By NHI Mgmt Group Editorial TeamPublished 2026-01-27Domain: Cyber SecuritySource: ColorTokens

TL;DR: Recent incidents across healthcare, finance, and connected infrastructure show attackers lingering for weeks, moving laterally, and turning trusted internal paths into outage and data-loss events, with one browser operation infecting more than 8.8 million users, according to ColorTokens. The core lesson is that containment, not just detection, determines whether a breach becomes a service shutdown.


At a glance

What this is: This threat advisory argues that lateral movement, not initial access, is the point where healthcare and connected infrastructure incidents become operational crises.

Why it matters: For IAM, PAM, NHI, and security teams, the message is that standing trust and broad internal reach let compromised credentials or footholds turn into downtime, data exposure, and recovery delays.

👉 Read ColorTokens' threat advisory on when hospitals went dark and browsers turned rogue


Context

Lateral movement is the stage where an attacker uses whatever access they already have to travel through connected systems, and that is where many breaches become business-critical.
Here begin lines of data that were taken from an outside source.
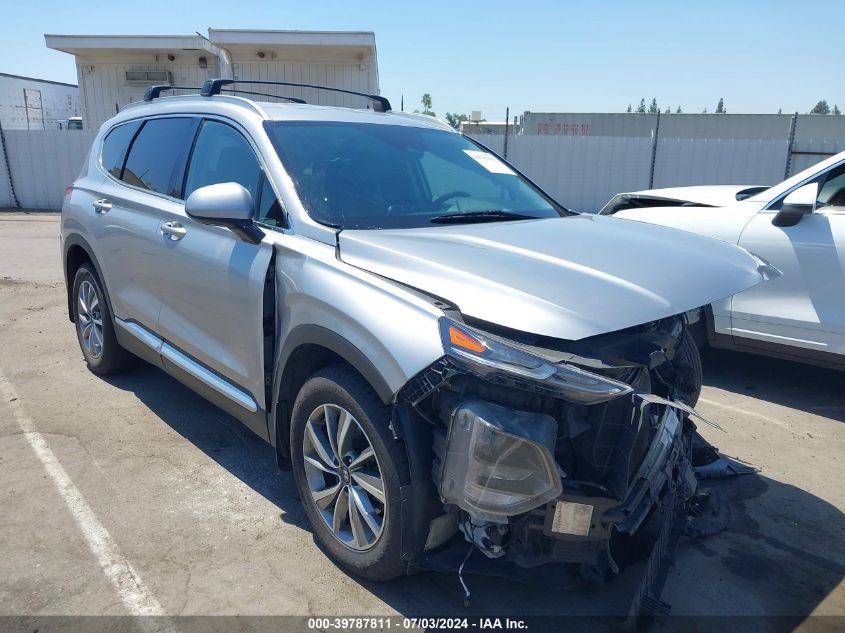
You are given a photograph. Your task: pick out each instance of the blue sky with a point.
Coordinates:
(540, 56)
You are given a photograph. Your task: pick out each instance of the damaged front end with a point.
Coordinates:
(556, 451)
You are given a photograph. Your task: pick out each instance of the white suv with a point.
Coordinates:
(799, 227)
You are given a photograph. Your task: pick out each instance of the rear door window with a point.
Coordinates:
(115, 145)
(222, 154)
(157, 156)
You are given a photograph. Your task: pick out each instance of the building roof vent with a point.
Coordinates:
(148, 77)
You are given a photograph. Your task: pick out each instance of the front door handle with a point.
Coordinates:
(174, 230)
(102, 206)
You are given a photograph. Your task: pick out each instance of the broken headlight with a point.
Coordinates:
(488, 356)
(498, 461)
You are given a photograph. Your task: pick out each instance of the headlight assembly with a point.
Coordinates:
(490, 357)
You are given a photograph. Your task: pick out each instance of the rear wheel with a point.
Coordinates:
(94, 326)
(348, 469)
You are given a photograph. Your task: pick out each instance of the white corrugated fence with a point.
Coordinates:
(42, 164)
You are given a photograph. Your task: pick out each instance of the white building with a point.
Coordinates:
(36, 104)
(115, 70)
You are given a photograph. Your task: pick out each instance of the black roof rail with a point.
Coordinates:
(214, 86)
(154, 92)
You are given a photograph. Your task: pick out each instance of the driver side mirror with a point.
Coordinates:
(796, 205)
(225, 204)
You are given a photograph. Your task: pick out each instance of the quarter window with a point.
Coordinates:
(832, 191)
(115, 146)
(222, 154)
(157, 155)
(269, 208)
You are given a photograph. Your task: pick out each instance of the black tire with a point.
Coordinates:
(112, 358)
(342, 386)
(688, 366)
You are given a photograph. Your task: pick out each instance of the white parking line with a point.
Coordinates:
(134, 594)
(742, 411)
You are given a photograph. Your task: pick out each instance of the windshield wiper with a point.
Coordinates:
(479, 216)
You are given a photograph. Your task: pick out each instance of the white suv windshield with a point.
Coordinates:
(377, 176)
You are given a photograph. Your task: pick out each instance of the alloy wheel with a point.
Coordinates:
(344, 476)
(89, 320)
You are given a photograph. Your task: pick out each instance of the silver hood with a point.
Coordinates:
(567, 278)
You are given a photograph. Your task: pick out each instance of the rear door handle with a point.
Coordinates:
(174, 229)
(102, 206)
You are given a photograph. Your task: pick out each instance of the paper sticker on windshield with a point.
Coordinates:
(489, 162)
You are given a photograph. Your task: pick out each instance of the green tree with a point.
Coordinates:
(821, 108)
(454, 119)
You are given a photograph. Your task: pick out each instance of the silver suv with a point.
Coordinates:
(441, 353)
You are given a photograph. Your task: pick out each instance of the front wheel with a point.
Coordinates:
(348, 469)
(688, 363)
(94, 327)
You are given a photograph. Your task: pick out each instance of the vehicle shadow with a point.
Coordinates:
(772, 530)
(795, 385)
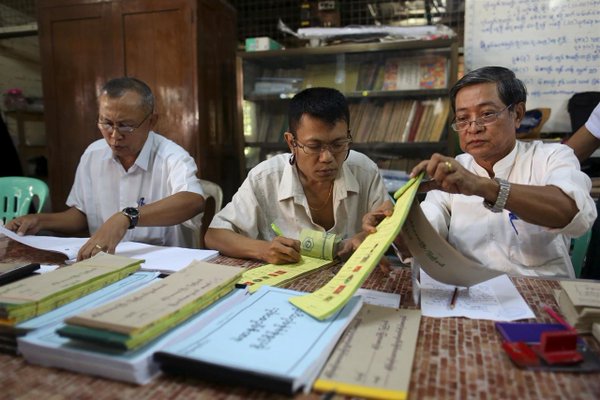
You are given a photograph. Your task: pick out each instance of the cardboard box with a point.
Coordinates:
(262, 44)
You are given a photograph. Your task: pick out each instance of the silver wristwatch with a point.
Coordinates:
(502, 196)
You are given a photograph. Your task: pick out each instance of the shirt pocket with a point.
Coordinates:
(534, 246)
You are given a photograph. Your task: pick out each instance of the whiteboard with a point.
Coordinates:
(553, 46)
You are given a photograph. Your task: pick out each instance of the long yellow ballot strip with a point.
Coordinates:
(324, 302)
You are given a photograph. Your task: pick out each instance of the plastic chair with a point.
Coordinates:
(212, 205)
(579, 247)
(16, 194)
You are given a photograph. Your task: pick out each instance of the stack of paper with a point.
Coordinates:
(8, 335)
(39, 294)
(374, 357)
(580, 304)
(45, 347)
(136, 319)
(263, 342)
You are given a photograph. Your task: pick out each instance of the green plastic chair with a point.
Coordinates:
(579, 248)
(16, 194)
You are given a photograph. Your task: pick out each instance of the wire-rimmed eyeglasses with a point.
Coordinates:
(338, 146)
(109, 127)
(486, 119)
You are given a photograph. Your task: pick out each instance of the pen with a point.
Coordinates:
(453, 299)
(276, 229)
(558, 318)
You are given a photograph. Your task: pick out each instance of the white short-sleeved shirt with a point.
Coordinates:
(272, 192)
(490, 239)
(102, 187)
(593, 122)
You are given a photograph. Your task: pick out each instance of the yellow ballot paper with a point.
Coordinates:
(278, 275)
(317, 249)
(324, 302)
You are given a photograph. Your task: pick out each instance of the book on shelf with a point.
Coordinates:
(263, 342)
(134, 320)
(45, 347)
(36, 295)
(580, 304)
(415, 73)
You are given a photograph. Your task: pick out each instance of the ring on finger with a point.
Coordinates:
(448, 165)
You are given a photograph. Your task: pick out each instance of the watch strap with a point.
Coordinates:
(502, 196)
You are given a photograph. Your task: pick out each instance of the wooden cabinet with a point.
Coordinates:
(185, 51)
(397, 94)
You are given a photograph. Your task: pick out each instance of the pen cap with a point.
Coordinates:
(318, 244)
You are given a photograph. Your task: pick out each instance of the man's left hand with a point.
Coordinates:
(106, 238)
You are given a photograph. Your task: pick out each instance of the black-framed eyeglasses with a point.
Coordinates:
(486, 119)
(335, 147)
(122, 129)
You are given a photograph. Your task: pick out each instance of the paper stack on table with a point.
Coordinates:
(39, 294)
(579, 302)
(134, 320)
(263, 342)
(45, 347)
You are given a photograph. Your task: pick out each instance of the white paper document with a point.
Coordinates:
(496, 299)
(157, 258)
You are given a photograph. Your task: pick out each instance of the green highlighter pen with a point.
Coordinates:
(276, 229)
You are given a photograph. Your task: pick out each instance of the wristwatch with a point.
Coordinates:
(133, 214)
(502, 196)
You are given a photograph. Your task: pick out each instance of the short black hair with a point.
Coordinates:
(117, 87)
(325, 104)
(511, 90)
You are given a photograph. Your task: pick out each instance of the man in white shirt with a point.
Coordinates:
(322, 185)
(512, 206)
(133, 184)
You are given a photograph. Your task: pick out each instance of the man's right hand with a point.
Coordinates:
(281, 250)
(26, 225)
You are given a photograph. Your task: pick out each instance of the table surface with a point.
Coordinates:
(455, 357)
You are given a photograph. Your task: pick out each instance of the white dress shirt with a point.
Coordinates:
(490, 239)
(102, 187)
(272, 192)
(593, 122)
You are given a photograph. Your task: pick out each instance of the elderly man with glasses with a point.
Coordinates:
(320, 185)
(133, 184)
(510, 205)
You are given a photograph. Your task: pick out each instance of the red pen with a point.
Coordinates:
(558, 318)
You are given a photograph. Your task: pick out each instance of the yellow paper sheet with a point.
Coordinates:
(327, 300)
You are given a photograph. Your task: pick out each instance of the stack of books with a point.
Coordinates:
(580, 304)
(136, 319)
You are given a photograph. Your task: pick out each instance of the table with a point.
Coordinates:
(455, 357)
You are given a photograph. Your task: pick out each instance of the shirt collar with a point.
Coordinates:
(143, 159)
(290, 186)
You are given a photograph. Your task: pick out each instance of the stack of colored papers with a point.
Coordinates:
(264, 342)
(39, 294)
(134, 320)
(45, 347)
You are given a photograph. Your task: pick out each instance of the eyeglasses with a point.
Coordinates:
(122, 129)
(339, 146)
(486, 119)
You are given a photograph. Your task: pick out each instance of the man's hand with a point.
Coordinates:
(106, 238)
(281, 250)
(26, 225)
(449, 176)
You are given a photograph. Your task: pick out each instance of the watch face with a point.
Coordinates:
(132, 212)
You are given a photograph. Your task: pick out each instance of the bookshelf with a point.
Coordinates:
(397, 94)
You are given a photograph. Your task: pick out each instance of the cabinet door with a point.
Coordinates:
(157, 45)
(76, 49)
In healthcare and other high-availability environments, the security problem is not only entry, but how long an attacker can stay trusted once inside.

This matters to identity programmes because movement across internal systems is usually governed by credentials, service accounts, and implicit trust between applications. Where those identities are over-permissioned or insufficiently segmented, a single compromise can expand into operational disruption, which is why containment belongs alongside authentication and monitoring in the control model.


Key questions

Q: What fails when attackers can move laterally inside healthcare networks?
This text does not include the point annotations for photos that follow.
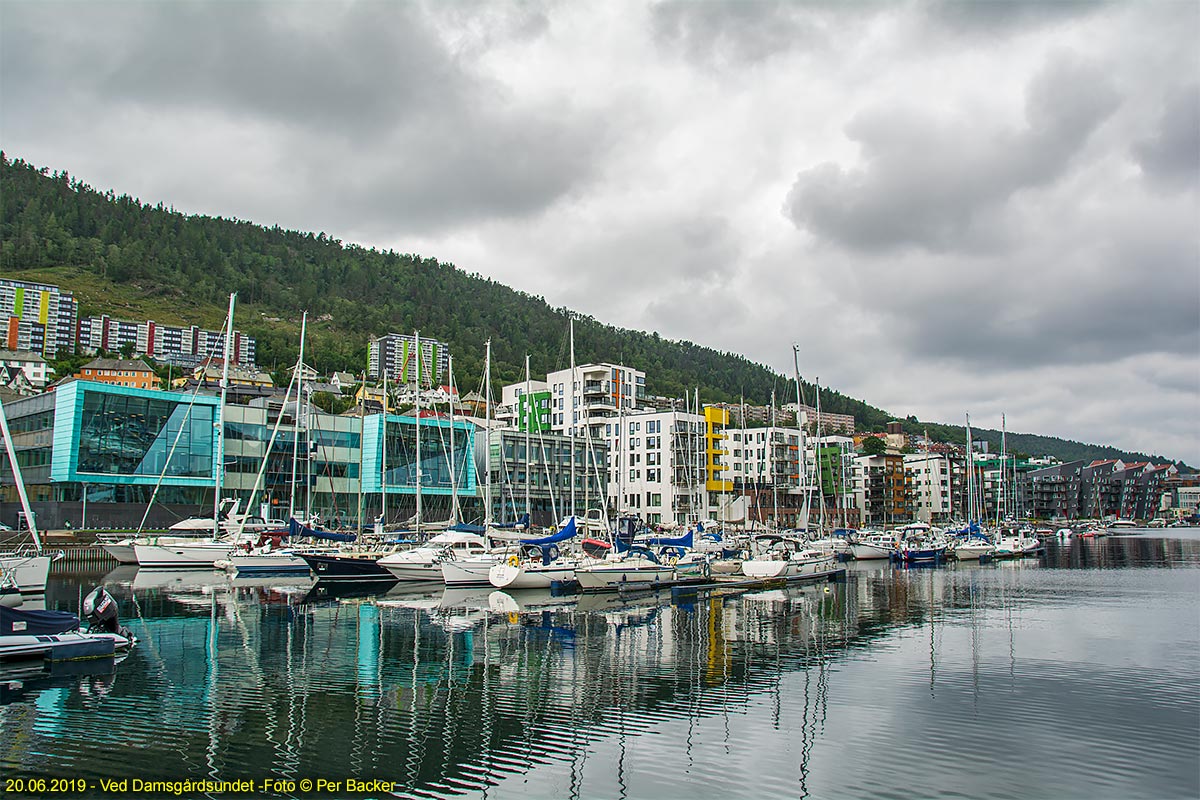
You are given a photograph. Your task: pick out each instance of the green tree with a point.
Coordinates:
(874, 446)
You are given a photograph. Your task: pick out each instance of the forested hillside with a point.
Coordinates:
(137, 260)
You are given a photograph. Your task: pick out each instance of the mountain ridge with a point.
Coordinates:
(137, 260)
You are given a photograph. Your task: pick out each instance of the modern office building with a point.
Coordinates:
(658, 465)
(119, 445)
(119, 372)
(533, 473)
(930, 480)
(33, 365)
(396, 354)
(114, 446)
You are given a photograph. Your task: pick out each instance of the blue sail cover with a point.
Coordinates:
(297, 529)
(523, 522)
(561, 536)
(684, 541)
(549, 545)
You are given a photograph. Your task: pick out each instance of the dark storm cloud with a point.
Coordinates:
(661, 254)
(940, 184)
(1171, 155)
(997, 17)
(376, 108)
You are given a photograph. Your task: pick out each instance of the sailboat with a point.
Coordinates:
(201, 554)
(27, 567)
(541, 566)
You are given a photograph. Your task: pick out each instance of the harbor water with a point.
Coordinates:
(1072, 675)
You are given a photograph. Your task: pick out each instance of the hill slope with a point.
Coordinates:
(135, 260)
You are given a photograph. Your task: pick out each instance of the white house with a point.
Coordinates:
(29, 362)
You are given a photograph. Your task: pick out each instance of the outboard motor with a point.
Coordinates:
(100, 608)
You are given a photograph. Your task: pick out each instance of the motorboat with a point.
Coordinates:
(30, 639)
(786, 557)
(874, 545)
(637, 566)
A: What fails first is the assumption that internal access is trustworthy. Once an attacker can reuse valid paths between systems, detection alone is too late to prevent service disruption, backup compromise, or data exposure. The control gap is usually broad internal reach, which is why containment and privilege scope matter as much as perimeter defence. See also the 52 NHI Breaches Report for related compromise patterns.

Q: Why do service accounts and shared credentials increase breach impact?

A: Service accounts and shared credentials often have broader reach than individual users, so a single compromise can unlock many systems before anyone notices. That increases attacker mobility and makes incident response slower. Organisations should minimise shared access, scope each identity tightly, and review whether non-human identities can move between unrelated environments. The Salesloft OAuth token breach is a useful example of token abuse expanding blast radius.

Q: How can security teams know if containment controls are actually working?

A: They should test whether an initial foothold can reach critical systems, not just whether alerts fire. Useful signals include blocked east-west traffic, failed attempts to use unrelated service accounts, and reduced reachable surface during an exercise. If an attacker can still pivot across segments after discovery, containment is not effective enough. The 52 NHI Breaches Analysis is a useful benchmark for repeated failure patterns.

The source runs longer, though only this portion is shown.